Arrow's single peaked domains, richness, and domains for plurality and the Borda count
Klas Markström, Søren Riis, Bei Zhou
TL;DR
The paper advances the study of Arrow's single-peaked domains by computationally enumerating non-isomorphic maximal domains up to $n=9$ alternatives and introducing a quantitative richness measure, showing Black's domain attains maximal richness but is not unique. It then connects these domains to independence-of-irrelevant-alternatives (IIA) analyses for different voting rules: plurality and runoff domains coincide with Arrow's single-dipped (duals of single-peaked) domains, while Borda domains under Nash's and Arrow's IIA are markedly smaller, with explicit maximum sizes characterized (e.g., $2^{n/2}$ or $2^{(n-1)/2}$ for even/odd $n$ under Nash IIA, and hierarchically cyclic structures under Arrow's IIA).

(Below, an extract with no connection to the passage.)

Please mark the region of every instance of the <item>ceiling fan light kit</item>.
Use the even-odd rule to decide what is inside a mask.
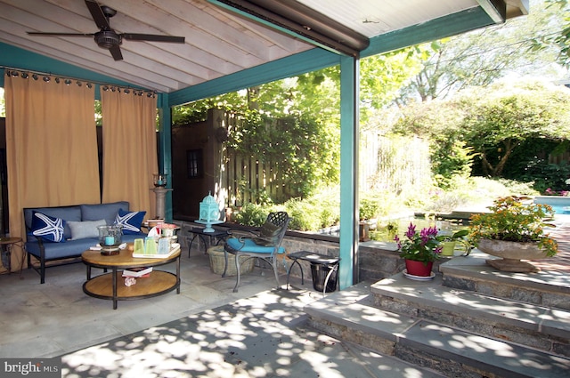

The results highlight a tension between large, richly structured domains and the IIA properties of common voting rules, and provide computational tools and structural insights for exploring restricted preference domains in social choice.
Abstract
In this paper we extend the study of Arrow's generalisation of Black's single-peaked domain and connect this to domains where voting rules satisfy different versions of independence of irrelevant alternatives. First we report on a computational generation of all non-isomorphic Arrow's single-peaked domains on $n\leq 9$ alternatives. Next, we introduce a quantitative measure of richness for domains, as the largest number $r$ such that every alternative is given every rank between 1 and $r$ by the orders in the domain. We investigate the richness of Arrow's single-peaked domains and prove that Black's single-peaked domain has the highest possible richness, but it is not the only domain which attains the maximum. After this we connect Arrow's single-peaked domains to the discussion by Dasgupta, Maskin and others of domains on which plurality and the Borda count satisfy different versions of Independence of Irrelevant alternatives (IIA). For Nash's version of IIA and plurality, it turns out the domains are exactly the duals of Arrow's single-peaked domains. As a consequence there can be at most two alternatives which are ranked first in any such domain. For the Borda count both Arrow's and Nash's versions of IIA lead to a maximum domain size which is exponentially smaller than $2^{n-1}$, the size of Black's single-peaked domain.